The Federal Communications Commission has opened a separate request for comments on the use and allocation of spectrum to go more in-depth on issues raised as part of its National Broadband Plan. The agency will seek comments through Oct. 23, “on the sufficiency of current spectrum allocations in spectrum bands, including but not limited to the prime spectrum bands below 3.7 GHz.”
The industry has recently spent a lot of time pondering how to make more spectrum available for wireless broadband services, mostly because the wireless companies and others in the industry believe the nation is woefully short on airwaves to deliver the mobile web. Various estimates suggest that the U.S. needs 150-400 MHz more of spectrum within the next year. Right now, we have about 409 MHz available and about 50 MHz in the pipeline, according to the CTIA. There may be a shortfall, but before the FCC concedes this, it must open up a comment period. In its request for comments it also points out that it has asked in an earlier Notice of Inquiry for ways to make the existing spectrum more efficient.
Here are some of the scary stats the FCC trots out as the rationale for taking a close look at spectrum:
- More than 78 percent of U.S. wireless consumers have a wireless device that is capable of accessing the Internet, Motorola notes, and approximately 40 million American consumers are active users of mobile Internet services — a 75 percent increase from two years ago.

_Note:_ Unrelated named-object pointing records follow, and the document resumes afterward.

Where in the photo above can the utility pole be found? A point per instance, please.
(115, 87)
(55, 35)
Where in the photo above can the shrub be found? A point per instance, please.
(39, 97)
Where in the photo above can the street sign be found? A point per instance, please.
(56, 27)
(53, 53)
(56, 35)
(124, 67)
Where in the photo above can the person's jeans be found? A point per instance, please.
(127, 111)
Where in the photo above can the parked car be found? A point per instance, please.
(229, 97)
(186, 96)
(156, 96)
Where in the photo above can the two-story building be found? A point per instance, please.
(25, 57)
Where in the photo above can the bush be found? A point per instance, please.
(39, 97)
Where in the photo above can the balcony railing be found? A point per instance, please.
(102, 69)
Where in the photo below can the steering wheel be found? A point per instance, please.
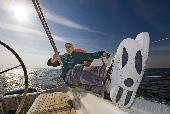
(25, 75)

- A traditional handheld device, with average customer usage patterns, will consume about 30 megabytes of data in a month, a single smartphone consumes 30 times that amount, and a single connected notebook or laptop computer consumes 450 times that amount, according to Wireless Communications Association International.

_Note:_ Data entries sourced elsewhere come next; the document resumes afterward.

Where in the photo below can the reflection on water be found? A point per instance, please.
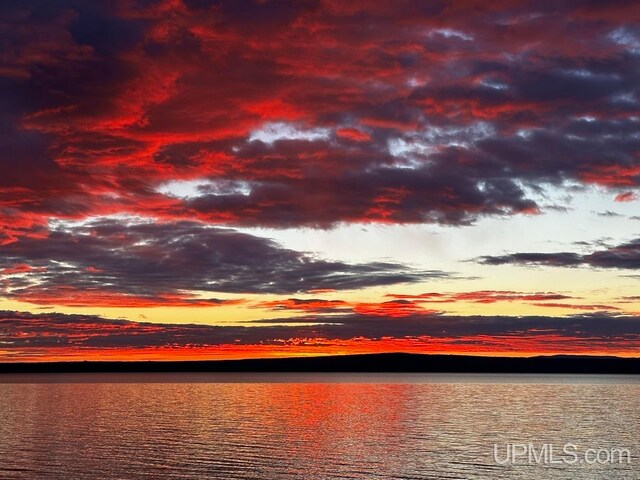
(204, 426)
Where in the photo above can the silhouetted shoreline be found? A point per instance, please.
(385, 362)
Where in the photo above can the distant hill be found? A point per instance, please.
(383, 362)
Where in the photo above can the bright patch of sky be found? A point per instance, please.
(271, 132)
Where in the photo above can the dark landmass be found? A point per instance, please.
(384, 362)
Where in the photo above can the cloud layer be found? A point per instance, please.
(29, 336)
(292, 113)
(120, 263)
(625, 256)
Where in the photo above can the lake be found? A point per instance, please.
(319, 426)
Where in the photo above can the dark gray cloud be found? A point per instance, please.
(624, 256)
(19, 331)
(461, 109)
(164, 260)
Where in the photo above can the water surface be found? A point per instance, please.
(286, 426)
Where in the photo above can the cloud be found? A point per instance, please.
(442, 112)
(482, 296)
(626, 197)
(131, 263)
(624, 256)
(29, 336)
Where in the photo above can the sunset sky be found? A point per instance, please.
(192, 179)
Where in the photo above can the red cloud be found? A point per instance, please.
(430, 103)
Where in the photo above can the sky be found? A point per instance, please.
(202, 179)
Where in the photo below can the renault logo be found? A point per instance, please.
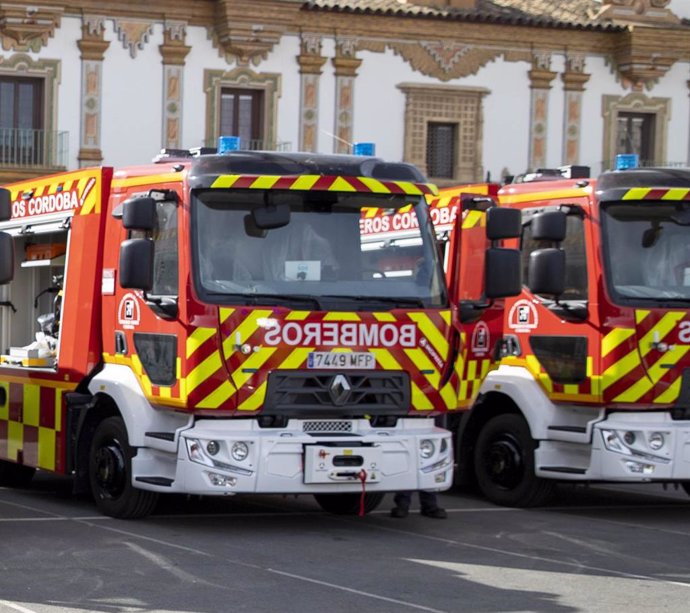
(339, 390)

- AT&T has seen a 5,000 percent growth in data usage over the past three years and relies upon broad contiguous bands of spectrum. To help support this growth, in 2009 AT&T plans to add an additional 2,000 cell sites to its networks.
- A 2004 National Science Foundation study found that less than 20 percent of the frequency bands below 3 GHz were in use over the course of a business day, according to New America Foundation, Public Knowledge, and Media Access Project.
The Commission seeks to learn what current spectrum is being used for, how to evaluate how well it is being used, the use of spectrum as a means for wireless and wired backhaul, and which spectrum is best for fixed and mobile wireless broadband.